Vartanian contends that anyone doing business on the Internet needs to know what laws to obey, and where.The Web broadens the geographic reach of commerce, washing national borders away in a tide of commerce that can only be countered by cooperative global legislation.

To address this fundamental issue requires uncommon sense and a diverse cultural sensibility. Someone must determine consumer protection guidelines, tax issues, transaction reporting, as well as privacy and encryption standards, all of which have yet to be consistently established on the Web.

What is the Web?
Ignorance is not bliss when it comes to real liabilities that Web enterprises must face in order to do business on a global scale. The new dynamics of e-commerce demands that we define the Internet, which is no small task unto itself. It this simple: Regulate? Regulate what?

Vartanian purports that in order to establish jurisdiction for Net laws, we must treat the Internet as merely another means to communicate. From there, predictable guidelines for Web-based businesses may evolve to embrace jurisdictional matters and consumer protection on a global scale.
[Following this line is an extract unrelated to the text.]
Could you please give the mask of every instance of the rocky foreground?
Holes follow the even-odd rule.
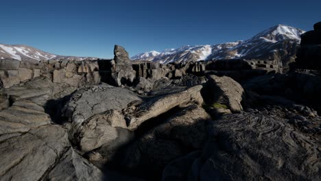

So far, the U.S. courts have established the precedent that e-commerce is pushed by vendors, rather than pulled by consumers. This is a critical because it implies that a Net business should be governed by laws that apply at its base of operations or corporate headquarters.

Competing nations
It's an important distinction. For example, let's say I push pornography on the Web. If my I were located in a state or territory that permits such activities, it would be difficult for consumers to sue me when I deliver the goods to their computers.

Enter the reality of operating a business one the Web. I may push porn from Peru, but my offices are in Palau, and my Web server is in Portugal. Which country's laws govern my business and who will enforce these laws?

The ABA's Vartanian notes that the issue of push versus pull technology was originally addressed in a four-year-old 6th Circuit Court ruling in the case United States v. Thomas. A similar set of issues were raised in Minnesota v. Granite Gate Resorts, which applied the laws of Minnesota to an online gambling business located in Las Vegas that operated through a server in Belize.

"There is no clear answer to this question even in this country, never mind throughout the world," Vartanian said. "Indeed, that is the reason for the 2-year study that produced the ABA report."